Rappelons d’abord l’absolue imbrication des manœuvres et décisions politiques de Téhéran sur les élections américaines et réciproquement. Le mythe fondateur de la République islamique d’Iran, la prise d’otage de l’Ambassade américaine initiée en 1979 aura valu au président sortant Jim Carter de n’être pas réélu au profit de Donald Reagan en 1981. C’est d’ailleurs le spectre de cet épisode qui aura très certainement motivé l’administration Trump à procéder à l’assassinat ciblé du général Qassem Soleymani en réponse à l’investissement violent de l’ambassade américaine à Bagdad par les miliciens du hashd, le 1erjanvier 2020.

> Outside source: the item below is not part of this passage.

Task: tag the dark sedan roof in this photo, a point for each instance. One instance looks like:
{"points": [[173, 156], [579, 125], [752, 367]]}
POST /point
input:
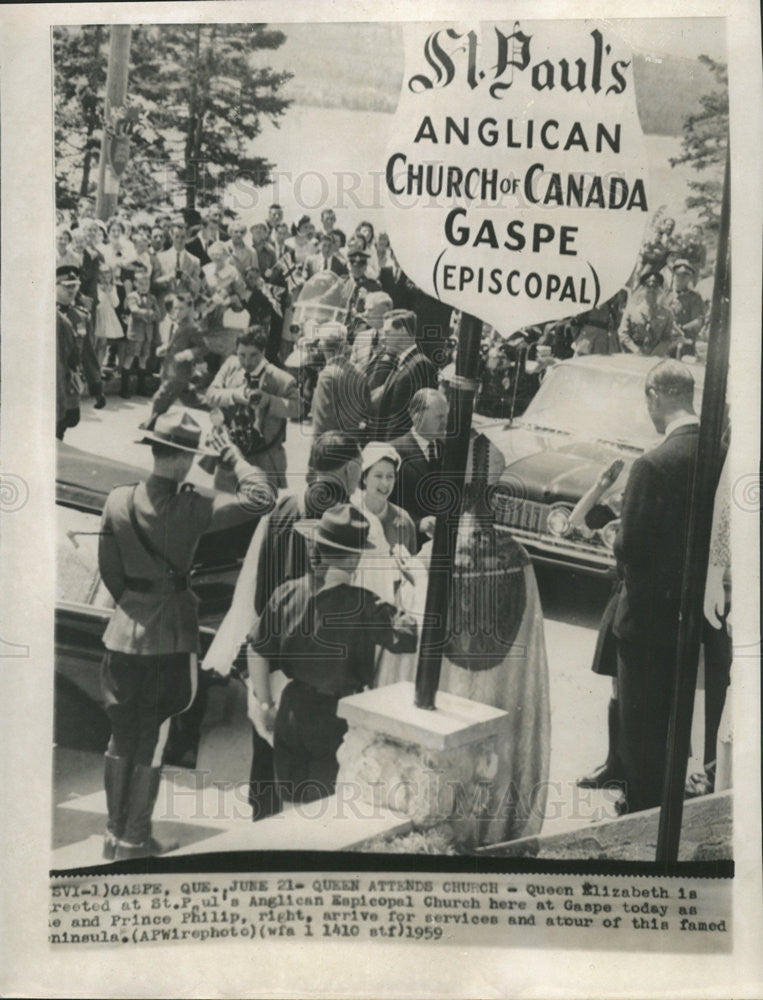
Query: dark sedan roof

Réciproquement, la politique américaine a une réelle incidence sur les élections iraniennes et on peut par exemple estimer que l’arrivée de Mahmoud Ahmadinejad à la présidence de la République islamique en 2005 aura été une réaction directe au fait que Georges Bush ait ignoré à plusieurs reprises la main tendue par les réformateurs dont Mohammad Khatami, président iranien de 1997 à 2005, était le chef de file. Ce dernier avait suspendu le slogan caractéristique de la rhétorique islamiste « Marg bar Amrika ! » (Mort à l’Amérique !), il ne cessait d’évoquer le « dialogue des civilisations » dans ses discours officiels, avait exprimé sa solidarité avec le peuple américain suite aux attentats du 11 septembre, ou encore, avait activement contribué à la chute des Talibans en Afghanistan et proposé un plan général pour la stabilité de la région. Ces mains tendues, soldées par un placement de l’Iran dans l’Axe du Mal par le Président Bush, aura, sans doute aucun, largement contribuer à propulser le conservateur Ahmadinejad au pouvoir.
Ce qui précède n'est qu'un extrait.